Obs: You can process a WAV file without transmitting it throught an audio cable. This allows a more controlled operation because there is no channel (no distortion nor noise) and is useful for learning and debugging.
Audacity sound editor: http://www.audacityteam.org/
Aldebaro's book ( http://aldebaro.ufpa.br/ ) software (for functions such as ak_psd.m): https://github.com/aldebaro/dsp-telecom-book-code
Playlist at youtube discussing PAM: https://www.youtube.com/playlist?list=PLlPCaGk10CBs3vBQAvw9oJ1VBGikjYJJX
Playlist at youtube discussing digital filtering: https://www.youtube.com/playlist?list=PLlPCaGk10CBs7YCYKnVmsRMj1K8H1kjay
The file recorded_pam.wav is a binary (M=2 symbols) PAM, recorded with the Tx being a Sony laptop and the Rx a Dell laptop. The computers were connected via an audio cable. The PAM signal has a symbol rate of Rsym = 551.25 bauds, which coincides with the rate R = 551.25 bps (bits / sec). The original script soundBoard_offlineReceivePAM.m is not able to decode without errors because Tx and Rx have a frequency offset. Script ak_fftBasedPAMCarrierRecovery.m gives an idea on how to find the offset but it is not complete.

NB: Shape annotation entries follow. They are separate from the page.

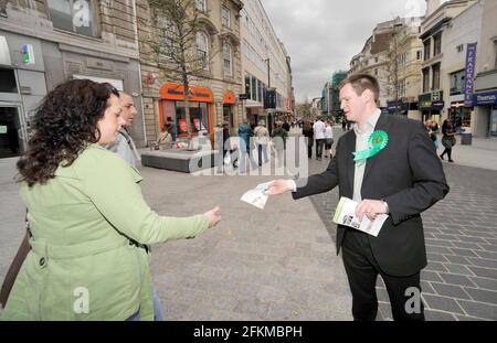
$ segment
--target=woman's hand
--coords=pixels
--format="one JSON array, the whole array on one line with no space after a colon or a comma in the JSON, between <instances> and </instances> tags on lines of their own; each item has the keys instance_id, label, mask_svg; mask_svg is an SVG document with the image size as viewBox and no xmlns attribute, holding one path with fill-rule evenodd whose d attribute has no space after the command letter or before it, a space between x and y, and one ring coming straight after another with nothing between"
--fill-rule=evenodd
<instances>
[{"instance_id":1,"label":"woman's hand","mask_svg":"<svg viewBox=\"0 0 497 343\"><path fill-rule=\"evenodd\" d=\"M219 211L219 206L215 206L211 211L205 212L205 215L209 217L209 228L214 227L219 222L221 222L221 216L218 215Z\"/></svg>"},{"instance_id":2,"label":"woman's hand","mask_svg":"<svg viewBox=\"0 0 497 343\"><path fill-rule=\"evenodd\" d=\"M292 191L292 182L289 180L275 180L267 186L267 195L279 195Z\"/></svg>"}]
</instances>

- warning: the 'pwelch' function belongs to the signal package from Octave Forge which seems to not be installed in your system.
When running dt_main_transmission_simulation on Octave, you will need to install the signal package. It is recommended that you install only the packages that you need. But in case you want to install all packages, google it. For example, assuming Octave on Ubuntu, check https://ubuntuforums.org/showthread.php?t=1552607 that suggests using at the terminal prompt:
sudo apt-get install $( apt-cache search octave-forge | awk '{print $1; printf " "}' )
(this corresponds to more than 160 MB)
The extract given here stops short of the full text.